The fact of the matter is that you cannot play politics with something as sensitive as economic citizenship, but staffing it with political appointees. We have already seen this in the appointment of the overall committee or Board that will supervise the process, now we are seeing it in the appointments to the Economic Citizenship offices.
Why in heaven’s name is the government going that route by selecting so many party supporters to man a new enterprise like this? Given the penchant for investors to try to corrupt every possible process that they can in small countries like ours, is this not a dangerous trend that the government is pursuing by appointing people whose principal loyalty would be not to their country, but to themselves, their government and their party?
The government seems to have learnt nothing from the economic citizenship scandals that have rocked this region of late. In St Kitts the government was forced to revamp the entire system following the defeat of the Denzil Douglas administration to the point of bringing in reputable international advisers to help them re-package it.
I do not want put goat mouth on our programme but I believe there are Saint Lucians who are not so heavily politically tainted and aligned who should be in the forefront of promoting our economic citizenship programme. I object to so many known party hacks and supporters being so prominent in the process in what appears to be a deliberate policy of the government given what it has done in other areas as well.
No one is fooled by the recent advertisements in the press inviting applications for various positions in the Economic Citizenship offices. Given the fact that the people so far appointed are so heavily partisan, it is not far fetched to conclude that they will now turn around and select only people from their party, the Labour Party to fill these positions. The Prime Minister always gives us the impression that he is such a nice man, but why is it that he is presiding over this blatant practice of partisanship. It’s the same thing that went on with STEP and the other programmes. It’s always a question of Labour Party supporters first, second and last. This is a form of corruption that not many recognize.
–Trescott Charlemagne
If investors are able to get CARICOM passports at the right price, what effect does that have on CSME? I cant help but think that we are shooting ourselves on the feet with this one.
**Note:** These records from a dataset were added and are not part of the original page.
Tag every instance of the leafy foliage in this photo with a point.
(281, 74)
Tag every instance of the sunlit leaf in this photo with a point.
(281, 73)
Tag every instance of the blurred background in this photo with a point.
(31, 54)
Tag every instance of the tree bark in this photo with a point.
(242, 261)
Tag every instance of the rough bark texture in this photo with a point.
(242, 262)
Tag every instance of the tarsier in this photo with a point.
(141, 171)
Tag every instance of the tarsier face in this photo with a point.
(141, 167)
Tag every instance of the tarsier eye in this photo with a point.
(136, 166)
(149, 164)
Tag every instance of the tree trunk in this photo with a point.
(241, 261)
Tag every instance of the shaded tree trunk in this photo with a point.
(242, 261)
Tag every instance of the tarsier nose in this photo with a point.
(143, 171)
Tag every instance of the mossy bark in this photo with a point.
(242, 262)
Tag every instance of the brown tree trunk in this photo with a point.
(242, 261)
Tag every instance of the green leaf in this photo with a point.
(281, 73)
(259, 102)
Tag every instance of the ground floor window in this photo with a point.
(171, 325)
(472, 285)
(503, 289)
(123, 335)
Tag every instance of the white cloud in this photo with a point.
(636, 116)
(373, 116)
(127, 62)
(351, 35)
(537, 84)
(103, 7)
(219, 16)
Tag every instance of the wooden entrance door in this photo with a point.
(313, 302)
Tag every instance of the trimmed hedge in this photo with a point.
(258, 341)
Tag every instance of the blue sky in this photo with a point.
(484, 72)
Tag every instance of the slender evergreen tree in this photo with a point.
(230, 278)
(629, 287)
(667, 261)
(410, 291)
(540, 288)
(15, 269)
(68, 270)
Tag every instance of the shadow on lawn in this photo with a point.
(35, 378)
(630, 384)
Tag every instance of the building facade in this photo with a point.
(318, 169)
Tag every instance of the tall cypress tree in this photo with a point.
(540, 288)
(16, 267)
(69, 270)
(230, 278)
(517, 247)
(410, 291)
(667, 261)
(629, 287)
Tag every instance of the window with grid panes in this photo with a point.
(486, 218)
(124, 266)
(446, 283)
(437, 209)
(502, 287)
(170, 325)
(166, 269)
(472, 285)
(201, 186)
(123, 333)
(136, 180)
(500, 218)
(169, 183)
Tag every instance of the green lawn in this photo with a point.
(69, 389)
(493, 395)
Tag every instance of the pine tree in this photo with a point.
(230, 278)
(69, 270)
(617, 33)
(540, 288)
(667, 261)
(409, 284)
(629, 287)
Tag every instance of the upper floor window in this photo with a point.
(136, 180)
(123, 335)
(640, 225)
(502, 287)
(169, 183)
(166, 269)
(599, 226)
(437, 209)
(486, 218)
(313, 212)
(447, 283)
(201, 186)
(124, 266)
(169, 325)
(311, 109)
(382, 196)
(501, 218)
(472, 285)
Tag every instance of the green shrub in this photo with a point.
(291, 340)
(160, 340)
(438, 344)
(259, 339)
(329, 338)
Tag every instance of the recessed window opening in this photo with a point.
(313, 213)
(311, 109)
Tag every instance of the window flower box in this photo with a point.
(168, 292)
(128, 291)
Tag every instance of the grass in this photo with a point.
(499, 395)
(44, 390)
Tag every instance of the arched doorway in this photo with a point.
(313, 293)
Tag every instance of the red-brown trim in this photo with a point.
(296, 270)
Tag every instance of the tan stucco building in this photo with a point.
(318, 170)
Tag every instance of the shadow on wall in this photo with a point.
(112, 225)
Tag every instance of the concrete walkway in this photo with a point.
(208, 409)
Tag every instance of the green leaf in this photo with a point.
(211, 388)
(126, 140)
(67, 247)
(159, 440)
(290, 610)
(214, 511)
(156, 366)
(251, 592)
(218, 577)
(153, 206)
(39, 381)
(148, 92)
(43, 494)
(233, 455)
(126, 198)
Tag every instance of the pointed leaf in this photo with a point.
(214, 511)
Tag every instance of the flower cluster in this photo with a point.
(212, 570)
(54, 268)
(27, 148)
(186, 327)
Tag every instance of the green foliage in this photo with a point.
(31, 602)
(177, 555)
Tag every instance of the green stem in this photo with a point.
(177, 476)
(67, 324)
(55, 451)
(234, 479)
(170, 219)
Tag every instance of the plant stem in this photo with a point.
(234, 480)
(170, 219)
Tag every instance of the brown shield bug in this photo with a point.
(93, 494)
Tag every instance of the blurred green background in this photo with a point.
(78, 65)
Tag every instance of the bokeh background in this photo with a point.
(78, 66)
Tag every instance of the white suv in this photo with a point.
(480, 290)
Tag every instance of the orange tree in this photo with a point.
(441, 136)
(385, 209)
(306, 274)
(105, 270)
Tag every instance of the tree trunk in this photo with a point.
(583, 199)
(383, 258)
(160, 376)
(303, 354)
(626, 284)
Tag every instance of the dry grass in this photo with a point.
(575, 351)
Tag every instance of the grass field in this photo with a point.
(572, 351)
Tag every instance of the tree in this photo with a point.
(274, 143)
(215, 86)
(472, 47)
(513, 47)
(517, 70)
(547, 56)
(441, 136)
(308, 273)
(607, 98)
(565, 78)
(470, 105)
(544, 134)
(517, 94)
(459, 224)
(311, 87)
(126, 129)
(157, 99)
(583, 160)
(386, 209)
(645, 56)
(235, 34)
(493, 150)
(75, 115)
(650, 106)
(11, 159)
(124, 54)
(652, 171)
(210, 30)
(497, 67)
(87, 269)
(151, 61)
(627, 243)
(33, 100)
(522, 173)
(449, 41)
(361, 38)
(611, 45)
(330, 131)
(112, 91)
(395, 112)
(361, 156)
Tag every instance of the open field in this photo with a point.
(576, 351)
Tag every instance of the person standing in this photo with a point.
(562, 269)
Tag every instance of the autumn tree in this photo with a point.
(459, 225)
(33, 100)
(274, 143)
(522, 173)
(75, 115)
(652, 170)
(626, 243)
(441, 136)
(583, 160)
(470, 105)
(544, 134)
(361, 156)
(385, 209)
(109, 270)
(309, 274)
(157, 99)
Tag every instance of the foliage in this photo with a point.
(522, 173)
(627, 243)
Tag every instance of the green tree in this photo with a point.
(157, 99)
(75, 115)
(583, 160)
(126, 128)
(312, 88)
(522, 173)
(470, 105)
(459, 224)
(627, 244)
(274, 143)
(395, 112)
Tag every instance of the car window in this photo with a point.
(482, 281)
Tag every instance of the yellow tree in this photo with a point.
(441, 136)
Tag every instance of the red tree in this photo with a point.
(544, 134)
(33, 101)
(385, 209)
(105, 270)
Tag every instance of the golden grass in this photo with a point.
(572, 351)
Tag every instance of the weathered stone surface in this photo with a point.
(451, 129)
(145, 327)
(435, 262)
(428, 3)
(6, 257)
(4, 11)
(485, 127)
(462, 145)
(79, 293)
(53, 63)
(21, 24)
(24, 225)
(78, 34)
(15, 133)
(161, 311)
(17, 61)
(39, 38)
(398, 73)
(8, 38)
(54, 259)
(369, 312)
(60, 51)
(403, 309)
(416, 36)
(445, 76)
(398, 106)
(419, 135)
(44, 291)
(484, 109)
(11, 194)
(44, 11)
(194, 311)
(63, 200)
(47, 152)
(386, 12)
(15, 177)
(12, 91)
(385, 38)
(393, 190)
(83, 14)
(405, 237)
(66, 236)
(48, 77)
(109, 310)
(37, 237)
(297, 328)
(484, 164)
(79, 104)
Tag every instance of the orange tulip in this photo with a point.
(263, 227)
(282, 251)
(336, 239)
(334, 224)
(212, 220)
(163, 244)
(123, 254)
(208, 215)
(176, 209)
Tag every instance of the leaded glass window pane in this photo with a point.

Increase wealth for individual countries but more competition for citizens of respective islands…
Was thinking the same thing Sandy
It is difficult to repose any confidence in any person who with a legal background did not have the capacity to do the ‘due diligence’ that would have saved this country to loss of so much treasure. The evidence is still growing.
A law lecturer at that, we have been made to undertake financial obligations or equivalent outlays with no visible return for vast sums of $48 million for Frenwell. $86 million for Blackbay lands plus a needed repurchasing cost of yet another $86 million. For Grynberg, yet an additional $150 million plus legal fees for legal representation at the Tribunal on top of the other two Can you see the pattern? Assuming even that we were just talking EC dollars, count. Can you believe that this country has nothing to show for the original sums literally given away or has just gone up in smoke?
Look again at the sequence. We have losses and financial obligations that have taken on an exponential growth pattern of financial waste. Conservatively we have 4, 8, and 15.
Each succeeding blunder is nominally twice the value of the preceding one. We have a veritable bottomless pit and financial black-hole. Who pays for these losses? An unsuspecting population. How?
More national debt to pay for the loans taken out to pay for those comical blunders plus a 15% VAT.
Now if none of the two architects or midwives of CSME, had either the insight or the foresight to have protection mechanisms to guard the investing public against the potential for failure when companies merge and swallow others you get CLICO!
Do you see why they can preach Paul, when people like Kenny tell you to sit, boy you had better put wings on your feet and fly. We are seeing his ‘better days’. Only those who continue slurping the red SLP Kool Aid cannot see that their bright and shinny SLP idol has feet of clay.